Reporters Without Borders has issued a protest following today's revelations by the managing editor of the Danish daily newspaper Morgenavisen Jyllands-Posten that one of his journalists, Stig Matthiesen, has had his telephone tapped and has been ordered by a court to reveal his sources of information among Islamic circles in Denmark.
"We view this as one of the most serious threats to freedom of information to emerge in Europe in these past few months as part of the antiterrorist campaign", Reporters Without Borders secretary-general Robert Ménard wrote in a letter today to Danish Prime Minister Anders Fogh Rasmussen.
"The significance of this development cannot be understated", Ménard continued. "What was formerly the most liberal European country in matters of the press, Denmark, is now having recourse to the worst methods to force a journalist to reveal his sources: telephone tapping, intimidation and the threat of a prison sentence". The letter urged the Prime Minister to intervene to stop these forms of pressure and restore respect for the confidentiality of journalistic sources, "the only guarantee of independent investigative journalism".
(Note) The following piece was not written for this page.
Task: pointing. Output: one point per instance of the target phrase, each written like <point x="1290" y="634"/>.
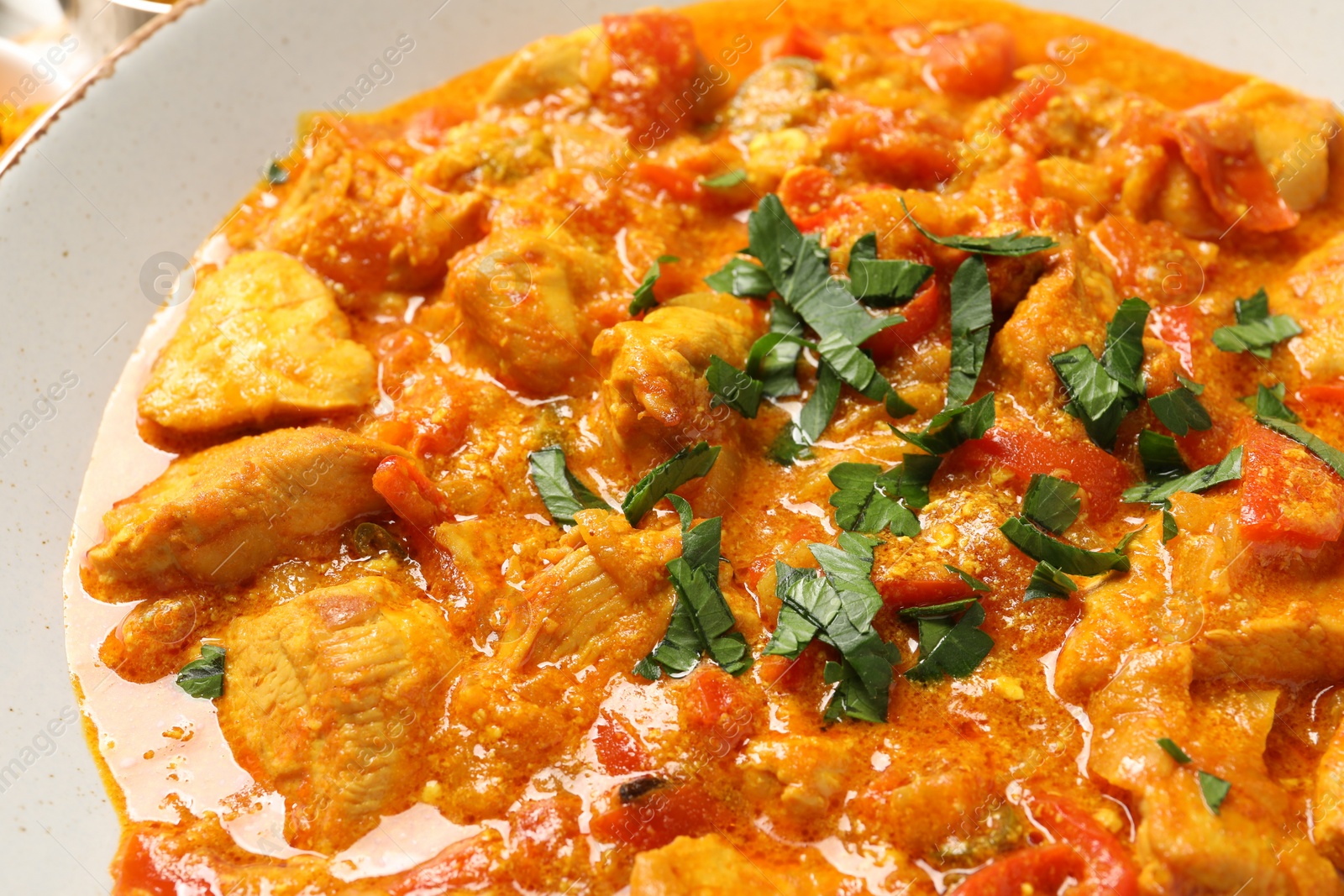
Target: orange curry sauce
<point x="454" y="708"/>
Several European Union countries, most recently the United Kingdom, Italy, Belgium, Luxembourg and France, regularly defy European Court rulings on respect for journalistic sources, the pillar of press freedom. International bodies have also violated this basic principle, for example, the International Criminal Tribunal for the former Yugoslavia which on 9 June ordered former Washington Post reporter Jonathan Randal to testify against his will before the court.